Its sinister thrusts, especially towards the end, eat ravenously into the comedy. This may not work for those who are comically regaled by the “Golmaal” series or even the wacky wit of “Fukrey”. The comedy in “Ghanchakkar” is entirely reliant on the principal characters’ ability to penetrate and make sense of the squalid world of greed and acquisitiveness that they seem to inhabit so casually.
The film’s heist-quotient is substantially sustained and aggrandised by the crackling hissing and snarling chemistry between the bold and fearless Balan and the endearingly restrained and under-the-top Hashmi.
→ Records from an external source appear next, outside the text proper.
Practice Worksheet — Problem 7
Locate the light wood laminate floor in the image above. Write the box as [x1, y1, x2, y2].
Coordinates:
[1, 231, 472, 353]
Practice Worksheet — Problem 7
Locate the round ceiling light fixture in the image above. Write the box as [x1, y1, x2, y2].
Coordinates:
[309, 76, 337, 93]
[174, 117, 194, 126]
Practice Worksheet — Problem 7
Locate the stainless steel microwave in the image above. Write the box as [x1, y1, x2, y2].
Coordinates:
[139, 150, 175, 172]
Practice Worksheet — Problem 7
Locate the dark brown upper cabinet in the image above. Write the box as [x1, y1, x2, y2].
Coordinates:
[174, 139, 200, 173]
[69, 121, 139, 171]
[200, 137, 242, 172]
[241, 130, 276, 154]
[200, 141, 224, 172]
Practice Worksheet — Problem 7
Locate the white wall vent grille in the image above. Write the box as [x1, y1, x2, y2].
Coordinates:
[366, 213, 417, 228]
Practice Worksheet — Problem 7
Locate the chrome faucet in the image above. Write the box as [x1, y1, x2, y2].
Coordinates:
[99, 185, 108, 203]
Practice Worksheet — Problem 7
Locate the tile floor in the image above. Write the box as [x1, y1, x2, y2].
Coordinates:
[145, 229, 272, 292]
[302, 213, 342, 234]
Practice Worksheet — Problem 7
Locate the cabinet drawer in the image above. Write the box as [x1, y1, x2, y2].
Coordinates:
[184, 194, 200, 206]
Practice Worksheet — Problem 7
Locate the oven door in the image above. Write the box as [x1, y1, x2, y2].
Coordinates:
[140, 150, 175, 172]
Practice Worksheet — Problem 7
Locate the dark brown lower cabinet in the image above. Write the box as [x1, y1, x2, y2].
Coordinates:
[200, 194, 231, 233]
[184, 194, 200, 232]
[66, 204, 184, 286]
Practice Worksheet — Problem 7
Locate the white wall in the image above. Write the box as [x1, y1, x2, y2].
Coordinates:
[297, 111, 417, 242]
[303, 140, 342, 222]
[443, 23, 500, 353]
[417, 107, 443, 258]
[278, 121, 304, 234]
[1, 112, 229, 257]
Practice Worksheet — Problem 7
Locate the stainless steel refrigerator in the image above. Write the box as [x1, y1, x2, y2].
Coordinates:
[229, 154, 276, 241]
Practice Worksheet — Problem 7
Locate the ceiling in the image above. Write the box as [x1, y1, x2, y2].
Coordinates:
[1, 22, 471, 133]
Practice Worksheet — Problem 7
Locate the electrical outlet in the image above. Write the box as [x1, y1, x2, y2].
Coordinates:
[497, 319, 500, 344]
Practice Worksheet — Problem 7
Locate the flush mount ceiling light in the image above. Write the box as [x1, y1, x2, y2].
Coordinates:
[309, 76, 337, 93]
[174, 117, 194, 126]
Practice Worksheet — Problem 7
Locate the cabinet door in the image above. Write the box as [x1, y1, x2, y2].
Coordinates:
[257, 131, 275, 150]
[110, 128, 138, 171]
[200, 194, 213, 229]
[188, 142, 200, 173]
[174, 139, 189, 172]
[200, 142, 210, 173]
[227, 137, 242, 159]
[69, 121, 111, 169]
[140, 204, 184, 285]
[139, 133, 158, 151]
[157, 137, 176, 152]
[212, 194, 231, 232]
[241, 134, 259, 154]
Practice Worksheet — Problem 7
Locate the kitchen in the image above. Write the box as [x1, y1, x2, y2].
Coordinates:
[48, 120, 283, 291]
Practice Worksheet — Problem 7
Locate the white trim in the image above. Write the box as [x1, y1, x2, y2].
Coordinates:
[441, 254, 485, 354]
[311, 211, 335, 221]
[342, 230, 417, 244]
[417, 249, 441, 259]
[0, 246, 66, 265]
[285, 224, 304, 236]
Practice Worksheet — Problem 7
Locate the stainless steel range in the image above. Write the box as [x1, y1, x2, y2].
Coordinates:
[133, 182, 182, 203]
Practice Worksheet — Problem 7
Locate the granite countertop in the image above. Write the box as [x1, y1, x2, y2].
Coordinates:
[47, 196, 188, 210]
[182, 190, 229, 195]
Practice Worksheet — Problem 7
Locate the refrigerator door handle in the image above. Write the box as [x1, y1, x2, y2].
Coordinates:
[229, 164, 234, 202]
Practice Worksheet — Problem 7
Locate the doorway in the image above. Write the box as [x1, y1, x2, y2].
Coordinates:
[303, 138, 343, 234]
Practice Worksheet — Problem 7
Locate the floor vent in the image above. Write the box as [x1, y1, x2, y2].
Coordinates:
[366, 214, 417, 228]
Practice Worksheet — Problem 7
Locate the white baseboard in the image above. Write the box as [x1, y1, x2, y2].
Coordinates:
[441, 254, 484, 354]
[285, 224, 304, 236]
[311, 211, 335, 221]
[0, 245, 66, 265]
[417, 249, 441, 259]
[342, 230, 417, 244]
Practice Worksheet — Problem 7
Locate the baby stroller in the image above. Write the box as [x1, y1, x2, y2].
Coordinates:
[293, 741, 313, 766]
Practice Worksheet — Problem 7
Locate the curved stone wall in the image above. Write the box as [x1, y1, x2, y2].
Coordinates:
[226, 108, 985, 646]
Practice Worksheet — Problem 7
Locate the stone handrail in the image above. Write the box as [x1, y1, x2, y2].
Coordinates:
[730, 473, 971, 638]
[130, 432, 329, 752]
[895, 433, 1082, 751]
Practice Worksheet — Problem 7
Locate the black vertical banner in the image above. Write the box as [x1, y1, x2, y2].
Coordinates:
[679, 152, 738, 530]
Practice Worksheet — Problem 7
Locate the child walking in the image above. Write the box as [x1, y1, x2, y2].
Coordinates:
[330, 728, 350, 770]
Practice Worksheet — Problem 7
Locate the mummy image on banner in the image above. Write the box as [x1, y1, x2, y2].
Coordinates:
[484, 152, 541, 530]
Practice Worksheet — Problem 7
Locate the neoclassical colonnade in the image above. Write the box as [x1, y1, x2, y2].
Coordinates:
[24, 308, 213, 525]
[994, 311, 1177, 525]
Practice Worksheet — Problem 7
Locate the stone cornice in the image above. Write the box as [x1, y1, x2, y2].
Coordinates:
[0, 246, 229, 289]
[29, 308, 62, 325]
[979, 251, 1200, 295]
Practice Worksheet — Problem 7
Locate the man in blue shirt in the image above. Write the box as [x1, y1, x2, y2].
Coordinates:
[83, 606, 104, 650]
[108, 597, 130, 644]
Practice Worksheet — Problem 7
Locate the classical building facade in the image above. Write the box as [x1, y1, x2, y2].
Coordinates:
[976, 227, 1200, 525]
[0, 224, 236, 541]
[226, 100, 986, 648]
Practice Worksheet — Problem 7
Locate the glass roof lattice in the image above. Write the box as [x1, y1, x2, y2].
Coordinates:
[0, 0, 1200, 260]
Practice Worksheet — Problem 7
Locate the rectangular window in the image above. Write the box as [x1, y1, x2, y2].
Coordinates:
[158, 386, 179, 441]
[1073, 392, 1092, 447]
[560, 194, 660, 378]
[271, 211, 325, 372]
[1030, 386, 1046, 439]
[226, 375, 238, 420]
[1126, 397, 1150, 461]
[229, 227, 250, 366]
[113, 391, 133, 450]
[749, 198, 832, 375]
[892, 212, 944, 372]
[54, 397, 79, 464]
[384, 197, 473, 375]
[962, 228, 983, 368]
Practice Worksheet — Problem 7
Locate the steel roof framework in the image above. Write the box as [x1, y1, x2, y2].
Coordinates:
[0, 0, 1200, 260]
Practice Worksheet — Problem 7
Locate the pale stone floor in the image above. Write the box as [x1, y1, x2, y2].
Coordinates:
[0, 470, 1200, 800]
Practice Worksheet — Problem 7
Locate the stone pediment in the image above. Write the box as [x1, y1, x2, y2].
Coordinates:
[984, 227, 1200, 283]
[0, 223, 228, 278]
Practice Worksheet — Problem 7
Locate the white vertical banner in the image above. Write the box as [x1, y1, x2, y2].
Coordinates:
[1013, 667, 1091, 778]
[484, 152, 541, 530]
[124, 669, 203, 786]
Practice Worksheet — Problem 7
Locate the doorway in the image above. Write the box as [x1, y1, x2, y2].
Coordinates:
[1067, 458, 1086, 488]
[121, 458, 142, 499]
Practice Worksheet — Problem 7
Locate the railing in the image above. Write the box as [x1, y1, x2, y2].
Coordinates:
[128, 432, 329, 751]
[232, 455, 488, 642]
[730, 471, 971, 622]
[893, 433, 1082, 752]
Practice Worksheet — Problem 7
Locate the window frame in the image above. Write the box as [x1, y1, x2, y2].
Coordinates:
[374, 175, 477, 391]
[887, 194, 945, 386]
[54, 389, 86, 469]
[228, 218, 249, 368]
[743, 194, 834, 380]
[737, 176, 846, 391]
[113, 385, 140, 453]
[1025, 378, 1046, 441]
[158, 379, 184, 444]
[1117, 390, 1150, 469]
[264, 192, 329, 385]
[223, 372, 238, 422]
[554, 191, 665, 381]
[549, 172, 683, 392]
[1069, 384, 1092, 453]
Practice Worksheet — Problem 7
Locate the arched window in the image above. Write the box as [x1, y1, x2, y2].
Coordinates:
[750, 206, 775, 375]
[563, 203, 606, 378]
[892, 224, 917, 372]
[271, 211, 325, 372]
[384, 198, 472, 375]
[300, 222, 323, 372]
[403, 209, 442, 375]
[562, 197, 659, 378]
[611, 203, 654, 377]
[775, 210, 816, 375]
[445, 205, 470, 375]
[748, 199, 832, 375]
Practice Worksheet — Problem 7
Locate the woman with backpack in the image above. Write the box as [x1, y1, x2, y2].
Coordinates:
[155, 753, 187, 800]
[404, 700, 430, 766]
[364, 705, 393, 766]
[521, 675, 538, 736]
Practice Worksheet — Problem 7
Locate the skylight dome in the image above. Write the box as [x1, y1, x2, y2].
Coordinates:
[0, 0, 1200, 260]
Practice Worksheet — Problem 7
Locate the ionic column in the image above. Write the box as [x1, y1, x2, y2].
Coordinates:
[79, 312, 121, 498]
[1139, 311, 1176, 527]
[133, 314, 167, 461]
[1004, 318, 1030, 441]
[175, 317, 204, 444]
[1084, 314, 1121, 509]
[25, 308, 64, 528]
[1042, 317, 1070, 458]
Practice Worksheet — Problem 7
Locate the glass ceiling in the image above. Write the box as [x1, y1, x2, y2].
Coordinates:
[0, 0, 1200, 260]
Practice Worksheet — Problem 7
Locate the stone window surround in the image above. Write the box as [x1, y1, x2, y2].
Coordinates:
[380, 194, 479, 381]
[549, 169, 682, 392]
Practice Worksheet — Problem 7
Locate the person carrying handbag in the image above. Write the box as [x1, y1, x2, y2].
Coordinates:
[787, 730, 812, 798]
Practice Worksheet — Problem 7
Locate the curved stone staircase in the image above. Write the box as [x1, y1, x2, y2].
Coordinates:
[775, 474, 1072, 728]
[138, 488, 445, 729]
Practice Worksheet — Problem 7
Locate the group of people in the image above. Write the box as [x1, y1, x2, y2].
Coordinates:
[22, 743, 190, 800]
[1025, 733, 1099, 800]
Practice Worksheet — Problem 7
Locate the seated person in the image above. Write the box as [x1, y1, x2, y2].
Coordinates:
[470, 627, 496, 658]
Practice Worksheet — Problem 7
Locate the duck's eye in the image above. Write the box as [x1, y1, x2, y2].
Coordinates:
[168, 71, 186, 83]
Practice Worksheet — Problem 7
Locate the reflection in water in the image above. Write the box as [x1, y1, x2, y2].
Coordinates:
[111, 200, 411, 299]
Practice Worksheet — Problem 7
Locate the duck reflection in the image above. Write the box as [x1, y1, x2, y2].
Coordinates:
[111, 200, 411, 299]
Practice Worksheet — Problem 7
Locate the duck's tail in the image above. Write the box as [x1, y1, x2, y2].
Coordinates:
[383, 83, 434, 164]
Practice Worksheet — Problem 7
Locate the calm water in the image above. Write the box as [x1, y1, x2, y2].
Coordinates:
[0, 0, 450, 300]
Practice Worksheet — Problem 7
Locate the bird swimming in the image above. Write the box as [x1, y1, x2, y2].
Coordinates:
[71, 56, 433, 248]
Their mutual suspicion of one another’s marital integrity is delightfully irreverent and yet disturbingly relevant in today’s times when distrust is a dowry gift in a majority of marriages.
In their delightful lovemaking sequence, Gupta and his astute co-writer Parvez Shiekh turn the politics of the bedroom on its head. Hashmi appears seductively at the bedroom door wearing the nightwear that his wife has brought him… Underwears and condoms are shyly mentioned. What follows is funny and, er, unforgettable.
The incidental characters – an inquisitive neighbour, an over-friendly real-estate agent, a nosy mother/mother-in-law whom we only hear on the phone, et al, appear unannounced. But then all said and dumped, “Ghanchakkar” is nothing like anything we’ve encountered in the genre of dark comedy.
Depicting the scary, but savagely funny underbelly of the Great Indian Middleclass’ consumerist caprices, “Ghanchakkar” gives Vidya Balan another chance after “The Dirty Picture” and “Kahaani” to create an unorthodox heroine. You may not think much of her loud attitude to life, but then you have to hand it to Vidya for staying constantly unpredictable in her characterisations. Emraan Hashmi seems to instinctively grasp his forgetful character’s obstinacy and anxieties. He brings calm to the breathless proceedings.
“Ghanchakkar” may not be every moviegoer’s cup of tee-hee. But this comedy of arrears, monstrous arrears, is quite simply one of the most unusual comedies in…er, living memory.